Table of Contents

Class PIQABenchmark<T>

Namespace
AiDotNet.Reasoning.Benchmarks
Assembly
AiDotNet.dll

PIQA (Physical Interaction Question Answering) benchmark for physical commonsense reasoning.

public class PIQABenchmark<T> : IBenchmark<T>

Type Parameters

T

The numeric type used for scoring (e.g., double, float).

Inheritance
PIQABenchmark<T>
Implements
Inherited Members

Remarks

For Beginners: PIQA tests whether AI understands how the physical world works through everyday situations and questions about physical interactions.

What is PIQA? PIQA asks questions about physical commonsense - understanding how objects interact, what happens when you do certain actions, and basic physics of everyday life.

Format:

  • Goal: A task you want to accomplish
  • Solutions: Two possible ways to do it (one correct, one wrong)
  • Question: Which solution actually works?

Example 1:

Goal: To separate egg whites from the yolk
Solution 1: Crack the egg into a bowl, then use a water bottle to suck up the yolk
Solution 2: Crack the egg and use your hands to throw the white away
Correct: Solution 1

Example 2:

Goal: To remove a stripped screw
Solution 1: Place a rubber band over the screw head for better grip
Solution 2: Pour water on the screw to make it easier to turn
Correct: Solution 1

Example 3:

Goal: Keep your garbage can from smelling bad
Solution 1: Spray perfume in the garbage can every day
Solution 2: Put baking soda at the bottom of the can
Correct: Solution 2

Why it's important:

  • Tests real-world physical understanding
  • Can't be solved by language patterns alone
  • Requires knowledge of:
    • Basic physics (gravity, friction, pressure)
    • Material properties (hard, soft, sticky, etc.)
    • Cause and effect in physical world
    • Practical life skills

Performance levels:

  • Random guessing: 50%
  • Humans: 94.9%
  • BERT: 70.9%
  • RoBERTa: 79.4%
  • GPT-3: 81.0%
  • GPT-4: 86.8%
  • Claude 3 Opus: 85.2%
  • Claude 3.5 Sonnet: 88.0%
  • ChatGPT o1: 91.5%

Categories:

  • Kitchen tasks
  • Home repair
  • Cleaning
  • Arts and crafts
  • General household

Why it's hard for AI:

  • LLMs lack embodied experience
  • Can't actually touch or manipulate objects
  • Must infer from text descriptions
  • Requires implicit physical knowledge

Research:

  • "PIQA: Reasoning about Physical Commonsense in Natural Language" (Bisk et al., 2020)
  • https://arxiv.org/abs/1911.11641
  • Dataset: 16,000 questions from WikiHow and other sources
  • Part of physical reasoning evaluation suite

Constructors

PIQABenchmark()

public PIQABenchmark()

Properties

BenchmarkName

Gets the name of this benchmark.

public string BenchmarkName { get; }

Property Value

string

Description

Gets a description of what this benchmark measures.

public string Description { get; }

Property Value

string

TotalProblems

Gets the total number of problems in this benchmark.

public int TotalProblems { get; }

Property Value

int

Methods

EvaluateAsync(Func<string, Task<string>>, int?, CancellationToken)

Evaluates a reasoning strategy on this benchmark.

public Task<BenchmarkResult<T>> EvaluateAsync(Func<string, Task<string>> evaluateFunction, int? sampleSize = null, CancellationToken cancellationToken = default)

Parameters

evaluateFunction Func<string, Task<string>>

Function that takes a problem and returns an answer.

sampleSize int?

Number of problems to evaluate (null for all).

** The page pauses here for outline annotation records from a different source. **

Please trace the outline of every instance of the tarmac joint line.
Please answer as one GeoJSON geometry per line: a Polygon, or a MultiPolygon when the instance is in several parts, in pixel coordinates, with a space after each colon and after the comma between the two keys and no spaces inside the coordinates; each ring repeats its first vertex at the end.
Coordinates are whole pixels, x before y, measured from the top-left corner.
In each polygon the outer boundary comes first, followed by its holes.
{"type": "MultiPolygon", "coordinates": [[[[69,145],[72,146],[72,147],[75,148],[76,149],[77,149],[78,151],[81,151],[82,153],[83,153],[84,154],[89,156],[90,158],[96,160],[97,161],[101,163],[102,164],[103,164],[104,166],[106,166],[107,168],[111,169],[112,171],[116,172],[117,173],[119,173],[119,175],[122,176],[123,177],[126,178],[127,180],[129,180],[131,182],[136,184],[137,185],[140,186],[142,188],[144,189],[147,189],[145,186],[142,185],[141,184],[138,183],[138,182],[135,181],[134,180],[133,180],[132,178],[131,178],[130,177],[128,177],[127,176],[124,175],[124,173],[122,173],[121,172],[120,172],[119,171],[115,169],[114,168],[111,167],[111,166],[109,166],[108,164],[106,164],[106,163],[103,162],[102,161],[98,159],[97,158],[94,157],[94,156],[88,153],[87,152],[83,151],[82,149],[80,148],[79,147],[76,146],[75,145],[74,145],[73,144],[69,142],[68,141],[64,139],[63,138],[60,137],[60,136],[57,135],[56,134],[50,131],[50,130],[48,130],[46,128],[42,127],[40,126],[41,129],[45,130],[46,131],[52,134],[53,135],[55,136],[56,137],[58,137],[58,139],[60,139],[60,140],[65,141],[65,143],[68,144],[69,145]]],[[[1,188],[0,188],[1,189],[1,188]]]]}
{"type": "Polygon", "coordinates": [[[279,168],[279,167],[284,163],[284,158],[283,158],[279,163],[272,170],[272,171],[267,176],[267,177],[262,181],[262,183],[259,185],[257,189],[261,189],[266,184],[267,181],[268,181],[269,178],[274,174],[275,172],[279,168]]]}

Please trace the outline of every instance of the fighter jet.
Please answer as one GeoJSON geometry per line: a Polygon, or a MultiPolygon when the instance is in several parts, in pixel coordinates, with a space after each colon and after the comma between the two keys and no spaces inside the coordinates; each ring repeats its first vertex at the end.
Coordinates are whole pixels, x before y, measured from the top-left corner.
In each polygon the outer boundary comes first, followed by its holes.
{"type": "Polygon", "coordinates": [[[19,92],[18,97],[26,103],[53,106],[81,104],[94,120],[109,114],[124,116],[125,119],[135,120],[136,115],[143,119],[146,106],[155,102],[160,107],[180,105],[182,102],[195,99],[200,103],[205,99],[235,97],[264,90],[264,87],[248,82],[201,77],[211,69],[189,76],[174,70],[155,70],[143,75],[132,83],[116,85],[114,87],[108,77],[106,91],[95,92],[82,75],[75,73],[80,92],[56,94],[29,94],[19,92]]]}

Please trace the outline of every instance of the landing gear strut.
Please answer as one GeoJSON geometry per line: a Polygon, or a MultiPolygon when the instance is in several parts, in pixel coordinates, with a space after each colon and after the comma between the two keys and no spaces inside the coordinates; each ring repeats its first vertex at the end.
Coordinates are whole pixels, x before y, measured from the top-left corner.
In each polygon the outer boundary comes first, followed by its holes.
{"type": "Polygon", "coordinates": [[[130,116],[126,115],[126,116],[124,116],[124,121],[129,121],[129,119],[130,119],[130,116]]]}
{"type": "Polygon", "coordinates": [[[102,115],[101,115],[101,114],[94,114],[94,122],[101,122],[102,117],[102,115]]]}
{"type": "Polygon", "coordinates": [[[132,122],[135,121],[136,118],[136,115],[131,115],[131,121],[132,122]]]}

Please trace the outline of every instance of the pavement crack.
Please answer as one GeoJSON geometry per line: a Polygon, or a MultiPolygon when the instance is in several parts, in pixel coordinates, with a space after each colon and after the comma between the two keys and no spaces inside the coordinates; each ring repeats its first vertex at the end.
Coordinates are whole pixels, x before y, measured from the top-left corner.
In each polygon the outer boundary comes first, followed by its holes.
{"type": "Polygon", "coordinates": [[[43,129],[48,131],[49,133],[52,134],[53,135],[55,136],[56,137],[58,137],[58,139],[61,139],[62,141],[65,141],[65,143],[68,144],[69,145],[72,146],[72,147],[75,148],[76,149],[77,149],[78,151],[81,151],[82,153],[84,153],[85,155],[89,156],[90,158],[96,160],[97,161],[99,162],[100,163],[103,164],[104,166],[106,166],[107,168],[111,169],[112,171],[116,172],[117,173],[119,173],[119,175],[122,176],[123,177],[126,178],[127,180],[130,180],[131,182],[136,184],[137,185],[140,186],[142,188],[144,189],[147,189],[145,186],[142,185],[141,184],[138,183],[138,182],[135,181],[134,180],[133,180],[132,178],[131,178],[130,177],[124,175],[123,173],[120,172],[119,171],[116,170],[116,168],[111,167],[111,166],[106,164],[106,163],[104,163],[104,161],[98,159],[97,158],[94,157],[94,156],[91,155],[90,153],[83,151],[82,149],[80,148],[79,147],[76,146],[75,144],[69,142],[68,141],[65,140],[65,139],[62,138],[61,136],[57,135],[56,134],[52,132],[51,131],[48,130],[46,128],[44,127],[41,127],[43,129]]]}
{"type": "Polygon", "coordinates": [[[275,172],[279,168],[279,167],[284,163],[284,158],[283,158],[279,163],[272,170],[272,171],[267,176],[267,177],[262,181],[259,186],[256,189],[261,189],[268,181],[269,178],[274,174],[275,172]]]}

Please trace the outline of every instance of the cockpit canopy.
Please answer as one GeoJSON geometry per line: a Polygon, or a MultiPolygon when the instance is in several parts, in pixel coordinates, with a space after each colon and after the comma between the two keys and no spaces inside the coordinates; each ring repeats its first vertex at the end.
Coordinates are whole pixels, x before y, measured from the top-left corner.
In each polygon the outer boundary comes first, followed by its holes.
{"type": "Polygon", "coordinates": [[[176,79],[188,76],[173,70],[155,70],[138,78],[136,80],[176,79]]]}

cancellationToken CancellationToken

Cancellation token.

Returns

Task<BenchmarkResult<T>>

Benchmark results with accuracy and detailed metrics.

Remarks

For Beginners: This runs the benchmark by: 1. Selecting problems (either all or a random sample) 2. Asking the reasoning system to solve each one 3. Comparing answers to the correct solutions 4. Calculating accuracy and other metrics

The evaluateFunction is your reasoning system - it takes a problem string and returns an answer string.

LoadProblemsAsync(int?)

Loads benchmark problems (for inspection or custom evaluation).

public Task<List<BenchmarkProblem>> LoadProblemsAsync(int? count = null)

Parameters

count int?

Number of problems to load (null for all).

Returns

Task<List<BenchmarkProblem>>

List of benchmark problems.

Remarks

For Beginners: Returns the actual problems and their correct answers so you can inspect them or run custom evaluations.